Identity Meltdown
Kim Cameron remixes some recent press coverage of the declining trust in e-commerce, a trend he calls identity meltdown.
I first became interested in this topic in 1992, when I found it possible to transfer all of my money from one state to another with some very superficial identity checks performed by the destination bank (and no verification at the source). When I demanded that the bank close this obvious security hole, or else indemnify me (after transferring my money of course), I was shocked to find that they had no intention of protecting me from fraud, and did not consider it their responsibility if their shoddy identity checks resulted in fraud to me.
I’ve blogged about this trend several times over the past five years, and while technological solutions are promising, these technological solutions shouldn’t even be necessary. Here is my skeleton argument:
- If the banks demanded much better identification before opening bank accounts or lines of credit, many of these attacks would be stopped dead. As it is, the banks have no incentive to do this, because they are not held responsible for the theft.
- If congress were to pass a law requiring that banks be held responsible for shoddy identification practices (as they would be held responsible for other security breaches), they would have a financial incentive to stop trusting poor tokens of identity.

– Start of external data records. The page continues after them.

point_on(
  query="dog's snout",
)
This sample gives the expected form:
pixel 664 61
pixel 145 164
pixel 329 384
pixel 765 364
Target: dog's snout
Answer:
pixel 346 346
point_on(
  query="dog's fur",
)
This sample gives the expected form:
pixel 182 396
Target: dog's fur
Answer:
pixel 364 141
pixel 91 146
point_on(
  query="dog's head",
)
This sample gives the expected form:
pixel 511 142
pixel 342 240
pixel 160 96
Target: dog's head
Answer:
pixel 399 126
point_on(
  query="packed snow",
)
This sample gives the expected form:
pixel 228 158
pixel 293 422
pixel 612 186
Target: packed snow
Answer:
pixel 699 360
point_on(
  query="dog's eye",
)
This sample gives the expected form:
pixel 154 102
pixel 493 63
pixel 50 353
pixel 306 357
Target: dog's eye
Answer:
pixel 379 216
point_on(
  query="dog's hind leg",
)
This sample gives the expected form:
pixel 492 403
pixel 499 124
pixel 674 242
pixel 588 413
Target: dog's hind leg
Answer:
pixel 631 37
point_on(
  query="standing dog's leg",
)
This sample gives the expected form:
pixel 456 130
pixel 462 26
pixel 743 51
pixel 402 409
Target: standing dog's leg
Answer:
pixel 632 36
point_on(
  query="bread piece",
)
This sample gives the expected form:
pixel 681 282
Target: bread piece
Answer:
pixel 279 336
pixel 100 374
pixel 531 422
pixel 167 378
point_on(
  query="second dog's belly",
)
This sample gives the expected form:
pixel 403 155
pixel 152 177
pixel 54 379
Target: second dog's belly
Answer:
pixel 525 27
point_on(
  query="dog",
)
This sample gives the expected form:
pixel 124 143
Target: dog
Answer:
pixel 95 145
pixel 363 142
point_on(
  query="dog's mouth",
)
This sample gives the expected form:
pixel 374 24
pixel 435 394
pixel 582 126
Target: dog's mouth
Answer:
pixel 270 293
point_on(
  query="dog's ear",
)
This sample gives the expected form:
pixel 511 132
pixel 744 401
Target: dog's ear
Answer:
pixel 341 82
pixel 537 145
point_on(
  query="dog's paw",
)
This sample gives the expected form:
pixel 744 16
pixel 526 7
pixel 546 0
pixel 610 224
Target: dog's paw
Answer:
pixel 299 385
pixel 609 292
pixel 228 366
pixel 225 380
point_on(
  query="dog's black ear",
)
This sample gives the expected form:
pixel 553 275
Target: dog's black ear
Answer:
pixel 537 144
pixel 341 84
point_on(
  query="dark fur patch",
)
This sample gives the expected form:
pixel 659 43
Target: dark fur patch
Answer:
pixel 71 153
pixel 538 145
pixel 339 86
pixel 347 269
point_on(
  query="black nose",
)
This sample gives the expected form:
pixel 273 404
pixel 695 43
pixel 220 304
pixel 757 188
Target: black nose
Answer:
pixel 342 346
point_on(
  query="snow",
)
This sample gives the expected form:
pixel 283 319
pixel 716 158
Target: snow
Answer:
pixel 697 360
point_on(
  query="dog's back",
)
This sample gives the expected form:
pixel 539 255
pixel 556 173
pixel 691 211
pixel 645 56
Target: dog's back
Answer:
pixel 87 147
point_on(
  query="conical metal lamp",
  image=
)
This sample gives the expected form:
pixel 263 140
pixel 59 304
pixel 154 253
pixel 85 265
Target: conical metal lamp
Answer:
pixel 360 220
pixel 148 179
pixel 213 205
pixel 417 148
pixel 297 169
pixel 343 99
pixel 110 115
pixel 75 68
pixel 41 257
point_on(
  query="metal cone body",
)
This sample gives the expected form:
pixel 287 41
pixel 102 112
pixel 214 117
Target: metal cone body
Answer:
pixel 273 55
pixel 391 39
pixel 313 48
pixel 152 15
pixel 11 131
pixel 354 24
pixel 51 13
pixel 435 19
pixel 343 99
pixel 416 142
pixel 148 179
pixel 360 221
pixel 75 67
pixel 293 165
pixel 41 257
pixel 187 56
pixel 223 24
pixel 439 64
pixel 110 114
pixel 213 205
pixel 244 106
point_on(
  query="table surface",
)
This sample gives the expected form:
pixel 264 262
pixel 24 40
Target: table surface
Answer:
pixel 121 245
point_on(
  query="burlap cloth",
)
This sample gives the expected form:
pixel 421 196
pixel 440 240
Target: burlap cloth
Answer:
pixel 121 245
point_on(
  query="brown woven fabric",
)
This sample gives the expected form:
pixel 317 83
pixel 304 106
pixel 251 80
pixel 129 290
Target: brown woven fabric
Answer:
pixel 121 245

- This situation is unlikely to change. While I think it is possible to stop identity theft by holding responsible the financial institutions, there is another way. The groundswell of people crying out for a solution to identity fraud can be used to justify legislation of more systemic changes such as national ID. National ID is desirable to groups such as FBI, homeland security, and of course financial institutions. Solving the problem by penalizing financial institutions would leave lawmakers with little political leverage to push national ID.